I (15m) wish I could be closer to this girl I know (15f) but don’t know what to change within myself

r/

I (15m) have tried to have romantic connections with people who’ve been interested in me, but I can never make it work. I’ve been told that people I know are attracted to/interested in me, i’ve become relatively popular recently and i’ve been flirted with.
But when people try to have any kind of relationship with me I struggle to put effort in.

This one girl (15m) started talking to me more and did so for a while. She complimented me a lot, kept me in the loop, and just wanted to talk to me all the time. She cleared up claims that she’d had sex with her ex to me even when it was completely unrelated and she didn’t have to, which is what first made me think she might be interested in me. I was talking to her in school all the time, and it seemed like we could have something.

But it was really only her putting in much effort. I couldn’t take action. Eventually she stopped talking to me that often.
People expect me to be a certain way because I hang out with popular people and take drugs and go to things.

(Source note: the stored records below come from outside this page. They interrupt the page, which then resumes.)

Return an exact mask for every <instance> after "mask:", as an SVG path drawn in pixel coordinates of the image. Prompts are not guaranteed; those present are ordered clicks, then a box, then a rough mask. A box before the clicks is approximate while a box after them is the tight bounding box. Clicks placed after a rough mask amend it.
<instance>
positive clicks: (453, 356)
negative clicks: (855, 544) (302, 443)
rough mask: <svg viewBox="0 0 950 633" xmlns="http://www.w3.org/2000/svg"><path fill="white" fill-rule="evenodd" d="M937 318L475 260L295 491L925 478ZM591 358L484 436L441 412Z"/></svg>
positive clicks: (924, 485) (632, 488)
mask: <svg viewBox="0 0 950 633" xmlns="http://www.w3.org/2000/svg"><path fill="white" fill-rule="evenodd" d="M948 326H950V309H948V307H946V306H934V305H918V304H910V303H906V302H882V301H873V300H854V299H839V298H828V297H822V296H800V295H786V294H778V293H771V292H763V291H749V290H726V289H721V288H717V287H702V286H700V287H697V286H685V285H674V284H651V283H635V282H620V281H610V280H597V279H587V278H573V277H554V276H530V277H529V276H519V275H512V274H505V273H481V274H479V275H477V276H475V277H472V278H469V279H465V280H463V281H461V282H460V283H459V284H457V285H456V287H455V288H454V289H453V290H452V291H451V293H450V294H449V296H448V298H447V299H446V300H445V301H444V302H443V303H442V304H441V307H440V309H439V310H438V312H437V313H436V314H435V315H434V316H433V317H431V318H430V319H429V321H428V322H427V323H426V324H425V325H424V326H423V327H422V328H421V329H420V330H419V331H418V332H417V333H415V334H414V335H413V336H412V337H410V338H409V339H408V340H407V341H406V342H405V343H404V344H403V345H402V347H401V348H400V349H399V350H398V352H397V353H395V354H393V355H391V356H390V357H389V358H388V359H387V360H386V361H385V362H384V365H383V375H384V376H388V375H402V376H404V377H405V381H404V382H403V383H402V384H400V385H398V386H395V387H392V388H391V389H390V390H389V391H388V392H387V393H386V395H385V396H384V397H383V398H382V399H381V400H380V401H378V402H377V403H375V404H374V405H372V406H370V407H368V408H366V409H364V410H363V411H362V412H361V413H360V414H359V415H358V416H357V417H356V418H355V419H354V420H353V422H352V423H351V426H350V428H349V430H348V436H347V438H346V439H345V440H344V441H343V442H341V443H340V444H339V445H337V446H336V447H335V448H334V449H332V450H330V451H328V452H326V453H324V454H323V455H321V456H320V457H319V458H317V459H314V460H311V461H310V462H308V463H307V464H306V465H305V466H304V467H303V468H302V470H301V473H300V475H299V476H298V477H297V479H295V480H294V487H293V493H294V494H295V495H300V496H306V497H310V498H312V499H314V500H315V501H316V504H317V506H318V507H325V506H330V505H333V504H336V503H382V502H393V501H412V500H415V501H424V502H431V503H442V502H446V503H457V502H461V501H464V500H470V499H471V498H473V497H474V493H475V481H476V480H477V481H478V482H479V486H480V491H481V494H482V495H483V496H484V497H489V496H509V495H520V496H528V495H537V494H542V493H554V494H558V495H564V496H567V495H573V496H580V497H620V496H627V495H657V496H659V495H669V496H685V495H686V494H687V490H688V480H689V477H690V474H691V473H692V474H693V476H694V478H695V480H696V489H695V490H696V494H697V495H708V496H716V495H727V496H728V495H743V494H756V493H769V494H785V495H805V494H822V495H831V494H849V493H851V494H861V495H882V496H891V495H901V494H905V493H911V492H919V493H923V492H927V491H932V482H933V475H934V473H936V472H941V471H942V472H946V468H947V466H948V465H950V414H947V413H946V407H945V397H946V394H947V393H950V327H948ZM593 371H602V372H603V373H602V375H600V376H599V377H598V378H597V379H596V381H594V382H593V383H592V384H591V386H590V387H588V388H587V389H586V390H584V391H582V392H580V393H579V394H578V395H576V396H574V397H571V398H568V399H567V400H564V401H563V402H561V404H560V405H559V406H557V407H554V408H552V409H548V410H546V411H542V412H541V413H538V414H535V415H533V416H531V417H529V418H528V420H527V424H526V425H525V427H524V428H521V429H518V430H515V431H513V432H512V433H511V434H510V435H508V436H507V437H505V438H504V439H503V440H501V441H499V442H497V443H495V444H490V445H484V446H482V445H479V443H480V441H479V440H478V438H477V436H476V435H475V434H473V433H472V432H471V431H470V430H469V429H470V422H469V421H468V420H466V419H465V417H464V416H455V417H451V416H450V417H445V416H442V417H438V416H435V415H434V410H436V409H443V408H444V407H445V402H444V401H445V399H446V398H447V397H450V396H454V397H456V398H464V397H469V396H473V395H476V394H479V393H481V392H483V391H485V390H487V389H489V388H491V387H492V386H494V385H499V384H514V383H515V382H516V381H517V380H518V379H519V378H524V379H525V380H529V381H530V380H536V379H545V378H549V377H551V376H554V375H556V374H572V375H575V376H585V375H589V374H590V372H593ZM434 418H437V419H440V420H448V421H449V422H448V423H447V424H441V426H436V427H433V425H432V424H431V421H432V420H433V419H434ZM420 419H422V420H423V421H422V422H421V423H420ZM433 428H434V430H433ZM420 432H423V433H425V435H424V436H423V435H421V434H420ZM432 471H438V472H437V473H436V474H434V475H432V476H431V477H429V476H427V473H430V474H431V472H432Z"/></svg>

I’m way better looking and better dressed than I was a couple years ago. I don’t get made fun of as much.
But people have forgotten that i’m still cripplingly anxious and insecure due to my past experiences and my autism. I have a hard time starting conversations with people and holding connections because I push them away by being awkward and terrified.

How can I change this? What can I do to show her and other people in my life that I am interested and do care? I am not a cold person at all, and I hate how I manage to come off that way.

Thx a lot for any advice 🙏

TL;DR: I want to get closer to this girl I know but I have to change in order to be able to make a connection with people, but i’m not sure how.